Badan ini diminta mengupdate review ini untuk memasukkannya ke kelas obat baru dan disetujui
oleh US Food and Drug Administration ( FDA ) serta bukti kombinasi obat , termasuk kombinasi
obat oral dengan insulin.
Diadakannya uji tambahan dan perbandingan obat sejak 2007 review tidak memberikan
bukti yang cukup untuk secara definitif mendukung satu obat atau kombinasi obat-obatan yang
lain untuk gejala klinis jangka panjang yang mengakibatkan kematian dan makrovaskular dan
komplikasi mikrovaskuler diabetes .Sulfonilurea terkait dengan pengurangan berat badan atau
secara alami dibandingkan dengan sebagian besar obat diabetes lainnya , yang umumnya

peningkatan berat badan. Kesimpulan dari perbandingan adalah risiko efek samping yang paling
jelas untuk sulfonilurea meningkatkan risiko untuk hipoglikemia.

BAB V
PENUTUP
Kesimpulan jurnal
Diabetes Melitus adalah penyakit metabolik yang ditandai dengan hiperglikemia akibat
cacat sekresi insulin dan atau peningkatan resistensi seluler terhadap insulin. Diabetes Melitus
jika tidak dikelola dengan baik akan dapat mengakibatkan peningkatan prevalensi penderita
Diabetes Militus, seperti penyakit Cardio Vaskular contohnya

penyakit jantung koroner,

penyakit pembuluh darah tungkai, penyulit pada mata, ginjal, dan saraf. Salah satu terapi
farmakologi Diabetes Melitus yang sudah digunakan adalah Glibenklamid. Glibenklamid adalah
obat pertama antidiabetika oral generasi kedua dengan daya kerja atas dasar berat badan sampai
100 kali lebih kuat daripada antidiabetika oral generasi pertama. Glibenklamid bekerja dengan
cara menstimulasi sel beta Langerhans untuk menghasilkan lebih banyak insulin. Pada penderita

DM khususnya DM Tipe 2 yang merupakan salah satu tipe DM, Glibenklamid yang merupakan
obat derivat kuat memiliki khasiat terpenting yaitu hipoglikemik .

BAB VI
CONCLUSION
Diabetes mellitus is a metabolic disease characterized by hyperglycemia due to defective
insulin secretion or increase cellular resistance to insulin.

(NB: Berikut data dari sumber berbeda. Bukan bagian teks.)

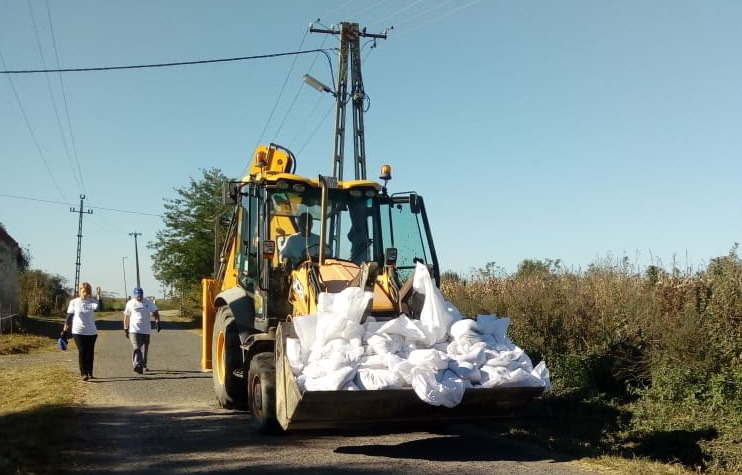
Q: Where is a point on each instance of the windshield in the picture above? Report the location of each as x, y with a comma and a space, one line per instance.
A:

Diabetes Mellitus if not managed
properly may result in an increase in the prevalence of diabetes mellitus, such as Cardio Vascular
disease eg coronary heart disease, limb vascular disease, complications in the eyes, kidneys, and
nerves. One of the pharmacological treatment of diabetes mellitus that has been used is
glibenclamide. Glibenclamide is the first drug with the second-generation oral antidiabetika
working power on the basis of weight up to 100 times more powerful than the first generation of
oral antidiabetika. Glibenclamide works by stimulating the beta cells of Langerhans to produce
more insulin. In patients with diabetes, especially Type 2 diabetes, which is one type of DM,
glibenclamide which is a potent derivative drugs have important properties that is hypoglycemic.